Before I get started, I wanted to give a quick heads-up. When I post next week, I’ll be including a short story (posted with permission) by one of the most talented writers I’ve ever met. She is not yet officially published, and I’m guilty of nagging the crap out of her to share her work with a wider audience. She’s agreed to let me host two of her short stories on my blog. I’ll be posting each one alongside a Radiance update. If you’d like to read about a flesh-eating piano or a werewolf snacking on tourists in the Hamptons, I think you’ll enjoy these tales. Even if the premise isn’t usually your thing, the authorial voice is exquisite and not to be missed.
Standard caveat lector applies – this is a rough draft with all the attendant problems that come with it and will make my editors want to rip their hair out when they finally see it. I trust them implicitly, not only to correct my screw-ups and improve the story but to also not try and run me over in their cars when they get a first look at the editing job awaiting them.
My sincerest thanks for reading and commenting and joining me on this journey through Brishen’s and Ildiko’s world.
On with the show:
by Grace Draven
Copyright 2014 by Grace Draven
All rights reserved
“What’s the fastest we can load supplies and gather men for the journey home?” Brishen glanced over his shoulder as he brushed down his favorite horse. Anhuset leaned against the stall door, her arms draped casually over the top bar. She straightened abruptly at Brishen’s question, the perpetual frown line between her pale eyebrows smoothing.

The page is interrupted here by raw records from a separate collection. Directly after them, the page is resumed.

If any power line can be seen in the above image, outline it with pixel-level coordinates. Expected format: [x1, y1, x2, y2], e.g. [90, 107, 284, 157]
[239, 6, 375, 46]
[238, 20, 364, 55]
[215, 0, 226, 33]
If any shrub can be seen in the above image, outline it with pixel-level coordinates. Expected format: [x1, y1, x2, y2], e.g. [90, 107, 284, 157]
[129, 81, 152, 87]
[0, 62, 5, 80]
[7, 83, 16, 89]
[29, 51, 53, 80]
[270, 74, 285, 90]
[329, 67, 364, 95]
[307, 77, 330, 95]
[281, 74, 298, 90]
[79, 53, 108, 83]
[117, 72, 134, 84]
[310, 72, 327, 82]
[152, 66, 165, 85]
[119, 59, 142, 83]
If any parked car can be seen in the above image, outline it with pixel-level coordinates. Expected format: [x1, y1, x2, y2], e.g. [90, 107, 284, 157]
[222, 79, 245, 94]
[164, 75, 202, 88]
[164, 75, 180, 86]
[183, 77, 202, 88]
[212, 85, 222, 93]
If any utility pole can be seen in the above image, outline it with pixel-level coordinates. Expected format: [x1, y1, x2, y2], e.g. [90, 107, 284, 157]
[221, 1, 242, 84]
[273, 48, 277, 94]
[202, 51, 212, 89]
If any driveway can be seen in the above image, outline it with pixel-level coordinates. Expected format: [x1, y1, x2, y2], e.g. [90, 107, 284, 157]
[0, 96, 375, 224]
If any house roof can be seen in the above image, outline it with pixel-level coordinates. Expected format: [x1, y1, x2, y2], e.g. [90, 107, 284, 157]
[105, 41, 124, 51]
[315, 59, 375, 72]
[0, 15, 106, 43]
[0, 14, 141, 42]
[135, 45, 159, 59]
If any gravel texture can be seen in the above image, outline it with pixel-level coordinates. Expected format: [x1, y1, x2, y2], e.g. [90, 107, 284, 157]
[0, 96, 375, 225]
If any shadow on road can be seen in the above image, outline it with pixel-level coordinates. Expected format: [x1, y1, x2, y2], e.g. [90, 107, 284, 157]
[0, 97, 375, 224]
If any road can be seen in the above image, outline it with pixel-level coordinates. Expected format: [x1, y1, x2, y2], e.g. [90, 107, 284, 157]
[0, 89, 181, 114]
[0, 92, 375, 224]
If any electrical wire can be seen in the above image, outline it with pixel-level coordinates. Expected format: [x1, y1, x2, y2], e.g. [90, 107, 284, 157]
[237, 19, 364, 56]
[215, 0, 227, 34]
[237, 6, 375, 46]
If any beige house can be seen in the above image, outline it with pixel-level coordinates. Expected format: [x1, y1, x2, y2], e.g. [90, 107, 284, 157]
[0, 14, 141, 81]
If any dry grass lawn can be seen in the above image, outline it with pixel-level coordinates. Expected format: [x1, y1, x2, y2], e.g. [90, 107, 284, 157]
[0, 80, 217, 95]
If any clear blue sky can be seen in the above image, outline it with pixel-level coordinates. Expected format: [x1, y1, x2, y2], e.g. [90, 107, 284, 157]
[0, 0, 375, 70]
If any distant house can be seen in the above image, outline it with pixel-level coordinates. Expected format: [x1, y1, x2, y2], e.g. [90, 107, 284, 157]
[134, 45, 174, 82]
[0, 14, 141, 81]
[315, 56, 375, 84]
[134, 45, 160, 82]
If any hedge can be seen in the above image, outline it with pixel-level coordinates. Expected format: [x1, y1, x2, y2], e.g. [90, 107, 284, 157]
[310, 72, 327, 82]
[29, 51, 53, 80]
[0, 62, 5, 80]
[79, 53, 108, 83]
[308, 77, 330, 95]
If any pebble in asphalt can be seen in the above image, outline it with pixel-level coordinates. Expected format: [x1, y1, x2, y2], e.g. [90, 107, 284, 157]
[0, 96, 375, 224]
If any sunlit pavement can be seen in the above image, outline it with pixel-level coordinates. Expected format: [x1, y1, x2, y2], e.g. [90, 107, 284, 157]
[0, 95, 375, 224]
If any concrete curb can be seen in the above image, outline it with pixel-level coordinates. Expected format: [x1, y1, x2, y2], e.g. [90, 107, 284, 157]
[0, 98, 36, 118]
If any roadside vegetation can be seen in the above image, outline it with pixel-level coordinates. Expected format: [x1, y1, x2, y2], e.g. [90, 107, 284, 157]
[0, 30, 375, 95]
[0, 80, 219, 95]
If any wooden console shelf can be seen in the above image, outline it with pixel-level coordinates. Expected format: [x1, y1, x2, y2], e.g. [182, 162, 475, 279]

“As fast as you want them. I’ll see to it.” She rubbed her palms together. “Does this mean you’ve grown tired of trotting yourself and her Highness out before the royal court like prized horseflesh?”
Brishen tossed the brush into a nearby bucket and patted the mare’s shoulder. “I was sick of it before we even got here. Ildiko has been more patient about the whole thing than I have, but she’s done as well.”
Anhuset swung the stall door open to let him out and closed it behind him. “She adapts easily.”
“One of her many strengths.”
She followed him to the pump by the well where he levered water into his hands for washing. Stable hands and soldiers milled around them, leading to and from the royal stables. They bowed or saluted as they passed Brishen and his trusted lieutenant.
Anhuset handed him a towel from a nearby rack. “Did you tell her Saggara is more fortress than palace?”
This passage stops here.